The PhotoPicker is in place, but nothing happens once a picture is selected

We're getting close. We need a couple more things to achieve the first, extremely limited version of Float. First I need to enable multiple windows in info.plist.

Enable Multiple Windows in the info.plist

This is a setting that's new-to-me

Since we're opening up multiple windows, we will need some state to pass between views, a separate WindowGroup, and some @Environment actions.

@Observable
public class AppState {
    var image: UIImage?
}
@main
struct FloatApp: App {
    @State private var appState = AppState()
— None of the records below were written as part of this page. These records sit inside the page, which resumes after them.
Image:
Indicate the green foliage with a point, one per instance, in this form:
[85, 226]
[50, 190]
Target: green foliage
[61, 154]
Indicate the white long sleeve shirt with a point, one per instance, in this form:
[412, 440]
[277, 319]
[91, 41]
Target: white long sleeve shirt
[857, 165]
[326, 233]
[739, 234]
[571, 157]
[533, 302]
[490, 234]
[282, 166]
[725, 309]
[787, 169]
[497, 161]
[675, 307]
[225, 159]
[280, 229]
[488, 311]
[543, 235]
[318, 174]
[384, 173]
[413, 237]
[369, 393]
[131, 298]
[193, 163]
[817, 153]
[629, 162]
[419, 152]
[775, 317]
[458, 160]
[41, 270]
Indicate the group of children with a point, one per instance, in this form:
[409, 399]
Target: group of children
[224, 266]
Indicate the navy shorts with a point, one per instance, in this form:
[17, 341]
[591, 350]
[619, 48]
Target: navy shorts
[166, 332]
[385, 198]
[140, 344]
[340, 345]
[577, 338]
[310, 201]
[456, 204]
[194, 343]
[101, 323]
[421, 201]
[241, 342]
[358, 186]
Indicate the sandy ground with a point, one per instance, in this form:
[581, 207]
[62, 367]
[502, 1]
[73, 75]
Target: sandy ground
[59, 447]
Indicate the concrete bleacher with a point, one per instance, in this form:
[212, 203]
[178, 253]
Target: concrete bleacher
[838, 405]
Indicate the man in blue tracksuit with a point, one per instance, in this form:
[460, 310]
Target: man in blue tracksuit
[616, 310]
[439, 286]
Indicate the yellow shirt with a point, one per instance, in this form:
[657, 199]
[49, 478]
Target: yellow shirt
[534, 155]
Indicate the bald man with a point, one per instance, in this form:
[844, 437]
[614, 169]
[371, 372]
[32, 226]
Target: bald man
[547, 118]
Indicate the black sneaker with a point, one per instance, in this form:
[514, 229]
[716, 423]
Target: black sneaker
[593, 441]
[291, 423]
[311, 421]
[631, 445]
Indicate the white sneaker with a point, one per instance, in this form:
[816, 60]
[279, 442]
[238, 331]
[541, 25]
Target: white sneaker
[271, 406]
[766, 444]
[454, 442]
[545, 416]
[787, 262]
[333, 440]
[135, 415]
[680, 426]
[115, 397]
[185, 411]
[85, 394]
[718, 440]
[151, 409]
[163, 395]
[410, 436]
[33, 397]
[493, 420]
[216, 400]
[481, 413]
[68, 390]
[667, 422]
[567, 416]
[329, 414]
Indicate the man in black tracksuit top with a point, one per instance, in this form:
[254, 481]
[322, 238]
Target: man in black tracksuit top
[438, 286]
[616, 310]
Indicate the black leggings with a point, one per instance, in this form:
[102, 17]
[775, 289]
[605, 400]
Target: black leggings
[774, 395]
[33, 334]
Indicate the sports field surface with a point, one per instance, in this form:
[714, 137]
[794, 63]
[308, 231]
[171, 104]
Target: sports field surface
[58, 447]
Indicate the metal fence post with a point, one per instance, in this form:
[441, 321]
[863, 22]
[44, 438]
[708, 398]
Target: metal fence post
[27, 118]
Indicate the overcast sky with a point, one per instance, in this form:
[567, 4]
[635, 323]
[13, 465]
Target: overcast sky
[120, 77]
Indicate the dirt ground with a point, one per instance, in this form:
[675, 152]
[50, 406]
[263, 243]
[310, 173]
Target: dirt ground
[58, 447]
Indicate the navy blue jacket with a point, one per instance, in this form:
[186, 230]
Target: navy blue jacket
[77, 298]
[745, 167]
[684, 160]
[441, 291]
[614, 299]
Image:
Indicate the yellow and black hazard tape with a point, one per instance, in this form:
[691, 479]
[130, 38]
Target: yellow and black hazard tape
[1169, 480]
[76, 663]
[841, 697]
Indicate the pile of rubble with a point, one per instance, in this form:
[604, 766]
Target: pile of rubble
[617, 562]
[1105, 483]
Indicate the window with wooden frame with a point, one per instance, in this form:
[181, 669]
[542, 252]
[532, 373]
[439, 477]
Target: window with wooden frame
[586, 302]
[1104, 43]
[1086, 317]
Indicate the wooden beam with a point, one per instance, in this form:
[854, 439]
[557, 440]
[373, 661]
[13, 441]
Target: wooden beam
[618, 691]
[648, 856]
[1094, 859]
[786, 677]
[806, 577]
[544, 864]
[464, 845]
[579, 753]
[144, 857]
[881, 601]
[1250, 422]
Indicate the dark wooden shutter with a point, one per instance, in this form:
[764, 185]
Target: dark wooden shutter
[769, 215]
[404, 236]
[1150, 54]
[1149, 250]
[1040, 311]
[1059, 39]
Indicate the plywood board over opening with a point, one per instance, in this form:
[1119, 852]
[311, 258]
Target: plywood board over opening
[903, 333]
    var body: some Scene {
        WindowGroup {
            ContentView()
                .environment(appState)
        }
        .windowResizability(.contentSize)
        
        WindowGroup(id: "placedImage") {
            if let image = appState.image {
                Image(uiImage: image)
                    .resizable()
                    .scaledToFit()
                    .environment(appState)
                    .frame(width: 600,
                           height: 450)
            }
        }
        .windowResizability(.contentSize)
    }
}
struct ContentView: View {
    @Environment(AppState.self) private var appState
    @Environment(\.openWindow) private var openWindow
    @Environment(\.dismissWindow) private var dismissWindow
    
    @State private var imageItem: PhotosPickerItem?
    @State private var path = NavigationPath()

    var body: some View {
        @Bindable var appState = appState

        NavigationStack(path: $path) {
            HStack(spacing: 40) {
                PhotosPicker(selection: $imageItem,
                             matching: .images)
                {
                    Label("Photo", systemImage: "photo")
                        .font(.largeTitle)
                        .frame(width: 200, 
                               height: 100)
                }
                
                Button {
                    path.append("text")
                } label: {
                    Label("Text", systemImage: "text.justify.left")
                        .font(.largeTitle)
                        .frame(width: 200, 
                               height: 100)
                }
            }
            .navigationTitle("Personalize Your Space")
            .navigationDestination(for: String.self) { path in
                if path == "text" {
                    Text("Add text here")
                }
            }
        }
        .frame(width: 600,
               height: 300)
        .onChange(of: imageItem) { _, _ in
            Task {
                if let data = try? await imageItem?.loadTransferable(type: Data.self) {
                    if let uiImage = UIImage(data: data) {
                        appState.image = uiImage
                        openWindow(id: "placedImage")
                        
                        return
                    }
                }
                
                print("Failed")
            }
        }
    }
}

Beautiful!

It may not look like much and the visionOS version of Float does not yet use ARKit like the original, 2017, iOS version of Float – but the visionOS app now floats photos in space.

And with that we are on our way!